UK open banking now reaches over 15 million users, roughly one in three adults. VRPs already account for 16% of all open banking payments. Most current volume involves sweeping transactions between a customer’s own accounts. cVRPs extend that functionality to payments between a customer and a business. Once live, cVRPs open use cases for usage-based charges like energy bills and flexible payment plans. Younger demographics already comfortable with alternative payment models should find the transition seamless. Consumers cited increased financial control and greater security as top reasons for their interest, suggesting that trust in bank-led payment rails already exceeds trust in stored card credentials for many users.

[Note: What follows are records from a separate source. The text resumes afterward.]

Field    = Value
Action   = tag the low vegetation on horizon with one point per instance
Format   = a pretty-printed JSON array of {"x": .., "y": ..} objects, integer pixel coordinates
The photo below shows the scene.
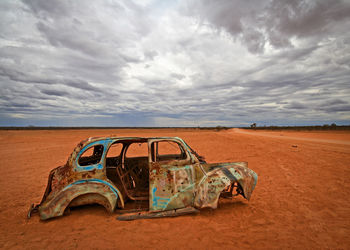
[{"x": 253, "y": 126}]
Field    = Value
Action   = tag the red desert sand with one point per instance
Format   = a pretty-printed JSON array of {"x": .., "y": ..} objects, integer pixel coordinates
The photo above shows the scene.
[{"x": 302, "y": 198}]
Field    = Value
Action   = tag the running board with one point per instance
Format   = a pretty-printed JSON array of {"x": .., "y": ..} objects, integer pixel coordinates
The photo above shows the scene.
[{"x": 150, "y": 215}]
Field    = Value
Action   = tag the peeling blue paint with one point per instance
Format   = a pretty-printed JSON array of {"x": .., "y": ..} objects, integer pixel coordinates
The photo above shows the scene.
[{"x": 114, "y": 190}]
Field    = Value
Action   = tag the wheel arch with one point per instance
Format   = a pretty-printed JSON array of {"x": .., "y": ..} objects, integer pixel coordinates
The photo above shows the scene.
[{"x": 90, "y": 191}]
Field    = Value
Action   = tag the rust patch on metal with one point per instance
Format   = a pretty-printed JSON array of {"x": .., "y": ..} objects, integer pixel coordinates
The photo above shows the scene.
[{"x": 170, "y": 176}]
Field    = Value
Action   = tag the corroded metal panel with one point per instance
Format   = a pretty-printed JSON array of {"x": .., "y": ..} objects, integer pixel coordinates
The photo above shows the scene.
[{"x": 170, "y": 182}]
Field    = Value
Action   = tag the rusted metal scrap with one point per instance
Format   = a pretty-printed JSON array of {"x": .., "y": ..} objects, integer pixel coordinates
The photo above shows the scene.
[{"x": 156, "y": 177}]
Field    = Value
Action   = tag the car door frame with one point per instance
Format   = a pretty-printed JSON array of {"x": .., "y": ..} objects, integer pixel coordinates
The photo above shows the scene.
[{"x": 171, "y": 182}]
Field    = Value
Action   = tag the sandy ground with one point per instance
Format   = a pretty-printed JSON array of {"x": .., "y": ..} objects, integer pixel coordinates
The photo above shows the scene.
[{"x": 302, "y": 199}]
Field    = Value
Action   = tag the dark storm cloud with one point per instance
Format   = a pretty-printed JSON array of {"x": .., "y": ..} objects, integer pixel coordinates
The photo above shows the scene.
[{"x": 275, "y": 22}]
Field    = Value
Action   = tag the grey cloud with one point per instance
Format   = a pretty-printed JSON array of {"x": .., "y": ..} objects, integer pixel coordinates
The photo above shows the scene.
[
  {"x": 295, "y": 105},
  {"x": 255, "y": 22},
  {"x": 54, "y": 92}
]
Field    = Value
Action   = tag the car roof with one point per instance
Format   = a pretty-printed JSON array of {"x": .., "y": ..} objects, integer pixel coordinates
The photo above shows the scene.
[{"x": 117, "y": 138}]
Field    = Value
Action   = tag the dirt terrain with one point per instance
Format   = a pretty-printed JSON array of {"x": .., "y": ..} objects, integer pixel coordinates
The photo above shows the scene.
[{"x": 302, "y": 199}]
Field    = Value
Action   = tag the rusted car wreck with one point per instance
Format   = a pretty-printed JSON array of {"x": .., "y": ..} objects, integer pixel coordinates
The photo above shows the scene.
[{"x": 146, "y": 177}]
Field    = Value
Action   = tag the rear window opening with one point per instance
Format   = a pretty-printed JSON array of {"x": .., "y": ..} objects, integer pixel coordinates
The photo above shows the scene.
[{"x": 91, "y": 156}]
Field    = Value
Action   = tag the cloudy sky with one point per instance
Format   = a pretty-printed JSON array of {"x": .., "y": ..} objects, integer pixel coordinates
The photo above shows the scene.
[{"x": 174, "y": 63}]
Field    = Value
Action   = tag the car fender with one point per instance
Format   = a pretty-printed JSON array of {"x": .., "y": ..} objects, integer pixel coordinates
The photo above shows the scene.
[
  {"x": 90, "y": 190},
  {"x": 222, "y": 175}
]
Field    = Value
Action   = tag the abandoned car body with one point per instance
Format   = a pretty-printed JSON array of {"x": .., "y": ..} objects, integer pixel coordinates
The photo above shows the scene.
[{"x": 162, "y": 172}]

Regulatory Framework Supports Phased Rollout
Regulators are overseeing a structured, phased approach to commercial VRPs. Wave 1 covers regulated, lower-risk sectors. Later phases will expand into e-commerce, retail, and digital subscriptions. UKPI has secured funding, agreed on a commercial model, and established pricing clarity with the CMA. Under the centralized access fee model, UKPI sets the price that banks charge payment initiators, creating a predictable cost structure for all participants. This regulatory coordination distinguishes commercial VRPs from earlier open banking initiatives that struggled without unified industry support.
By the end of 2026, the FCA plans to evaluate industry-led adoption. It will then embed lessons from Wave 1 into a long-term regulatory framework for open banking payments. Treasury legislation expected in 2026 will grant the FCA new powers to set open banking rules, giving the framework a statutory foundation. Early adopters therefore have a window to integrate the new rails before broader mandates take effect. The National Payments Vision explicitly calls for expanding cVRPs into broader commercial use, signaling sustained government backing for the initiative.
Early Adopters Gain a Clear Edge with Commercial VRPs
GoCardless Chief Product Officer Shaun Puckrin emphasized the competitive advantages available to first movers. Crowdfund Insider reported that the GoCardless report positions the technology as a way for UK businesses to cut revenue leakage and strengthen customer loyalty simultaneously.
Businesses want the technology integrated into familiar workflows, not bolted on as a separate system. Puckrin stated that reliance on high-friction legacy methods is ending. With 15 years of bank payment experience and early involvement in live VRP testing, the company brings deep infrastructure knowledge to its Recurring Pay by Bank product.
Across utilities, financial services, and telecoms, the data points in one direction. Legacy card infrastructure costs too much, fails too often, and creates too much friction. Commercial VRPs offer a bank-led alternative built on open banking rails, backed by regulatory coordination, and supported by growing consumer readiness. Every quarter that passes without migration means continued revenue leakage at the 3.5% rate the GoCardless data identifies. With Wave 1 live and consumer adoption climbing, the commercial VRPs opportunity is no longer theoretical. Businesses that act in 2026 will lock in lower collection costs, higher retention rates, and cleaner cash flow before the rest of the market catches up.